What happened
On 10 June 2008, at approximately 10:54 local time, two aircraft operated by the Finnish Aviation Academy were involved in a serious air proximity incident near Pori aerodrome. The aircraft involved were a BE30 King Air, registration OH-BSB, performing an instrument training flight, and a BE3/36 Bonanza, registration OH-BBN, conducting an instrument rating check flight. Both aircraft were operating under simulated instrument flight conditions.
The air traffic controller (ATC) initially cleared OH-BBN to the FR waypoint at 2700 feet for an ILS approach, but subsequently issued a new clearance to the PITUM waypoint at 1700 feet. Simultaneously, OH-BSB, which had departed from runway 12, was cleared to 1700 feet and later to the PITUM waypoint at the same altitude.
As both aircraft reached 1700 feet, their flight paths intersected at a 90-degree angle over the PITUM waypoint. At 10:54, OH-BBN crossed the flight path of OH-BSB approximately 2.3 NM ahead of it.
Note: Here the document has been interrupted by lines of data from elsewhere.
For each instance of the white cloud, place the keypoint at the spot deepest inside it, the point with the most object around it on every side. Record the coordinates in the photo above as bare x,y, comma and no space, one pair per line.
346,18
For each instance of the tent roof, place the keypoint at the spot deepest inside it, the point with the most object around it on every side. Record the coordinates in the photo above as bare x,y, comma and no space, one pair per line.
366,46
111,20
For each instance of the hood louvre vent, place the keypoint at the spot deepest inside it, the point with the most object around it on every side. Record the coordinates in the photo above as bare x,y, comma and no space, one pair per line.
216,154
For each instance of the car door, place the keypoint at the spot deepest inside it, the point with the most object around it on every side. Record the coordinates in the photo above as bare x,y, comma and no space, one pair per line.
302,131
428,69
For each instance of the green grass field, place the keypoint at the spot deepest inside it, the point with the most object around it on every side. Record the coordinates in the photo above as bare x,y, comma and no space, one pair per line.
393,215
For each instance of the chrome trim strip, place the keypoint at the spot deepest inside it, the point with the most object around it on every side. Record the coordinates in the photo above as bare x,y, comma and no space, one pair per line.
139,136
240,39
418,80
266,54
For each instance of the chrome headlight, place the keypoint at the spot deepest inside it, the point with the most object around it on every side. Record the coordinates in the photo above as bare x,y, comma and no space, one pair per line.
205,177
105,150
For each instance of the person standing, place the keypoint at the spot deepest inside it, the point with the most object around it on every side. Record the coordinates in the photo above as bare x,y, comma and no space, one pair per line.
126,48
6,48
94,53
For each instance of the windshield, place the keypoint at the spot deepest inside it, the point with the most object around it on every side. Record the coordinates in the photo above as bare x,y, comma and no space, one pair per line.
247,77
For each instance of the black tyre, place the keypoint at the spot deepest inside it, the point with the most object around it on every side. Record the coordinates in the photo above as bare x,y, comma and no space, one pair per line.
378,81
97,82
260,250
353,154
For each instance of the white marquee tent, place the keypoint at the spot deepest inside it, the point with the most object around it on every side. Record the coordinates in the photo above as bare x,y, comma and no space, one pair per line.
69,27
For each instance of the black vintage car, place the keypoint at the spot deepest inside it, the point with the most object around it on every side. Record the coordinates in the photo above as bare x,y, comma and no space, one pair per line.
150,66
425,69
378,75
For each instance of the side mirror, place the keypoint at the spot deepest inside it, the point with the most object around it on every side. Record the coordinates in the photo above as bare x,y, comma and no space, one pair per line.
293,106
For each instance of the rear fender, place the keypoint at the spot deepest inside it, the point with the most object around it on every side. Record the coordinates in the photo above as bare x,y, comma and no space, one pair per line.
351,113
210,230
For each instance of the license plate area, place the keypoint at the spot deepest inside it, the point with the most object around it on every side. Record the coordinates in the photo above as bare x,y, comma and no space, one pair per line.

Shortly after passing PITUM, OH-BBN turned to a heading of 120 degrees, placing the two aircraft on a head-on collision course. Approximately 30 seconds later, the TCAS on OH-BSB issued a Traffic Advisory (TA) followed immediately by a Resolution Advisory (RA). The pilot of OH-BSB executed an immediate descent to avoid the conflict. While the pilot of OH-BSB reported seeing the other aircraft at a distance of about 0.5 NM, the crew of OH-BBN reported that they did not see the other aircraft at any point.
The investigation
The investigation examined the air traffic controller's communications, the flight progress strips, and the operational procedures of both crews. The investigation established that while the controller had correctly noted the 2700-foot altitude on the flight progress strip for OH-BBN, they had inadvertently broadcast a clearance of 1700 feet over the radio.
Investigators also looked into the status of the FR locator, which had been reported unserviceable via NOTAM. Although the locator was actually functioning and transmitting, there was no clear indication on the controller's desk that it was out of service, leading the controller to use it as a clearance limit out of habit.
Findings
- The primary cause of the incident was the air traffic controller inadvertently issuing an erroneous altitude clearance via radio, despite having recorded the correct altitude on the flight progress strip.
- The flight crews did not sufficiently monitor radio communications, and neither the active nor the relief air traffic controller noticed the error in the altitude clearance.
- The crews failed to provide all necessary and timely position and altitude reports required for procedural control.
- The FR locator was unserviceable according to NOTAM, but the lack of a clear notation on the controller's strip board led the controller to use it as a clearance limit by habit.
- The crews' focus on instructional tasks and the high workload of instrument training may have contributed to the lack of situational awareness regarding the conflicting clearances.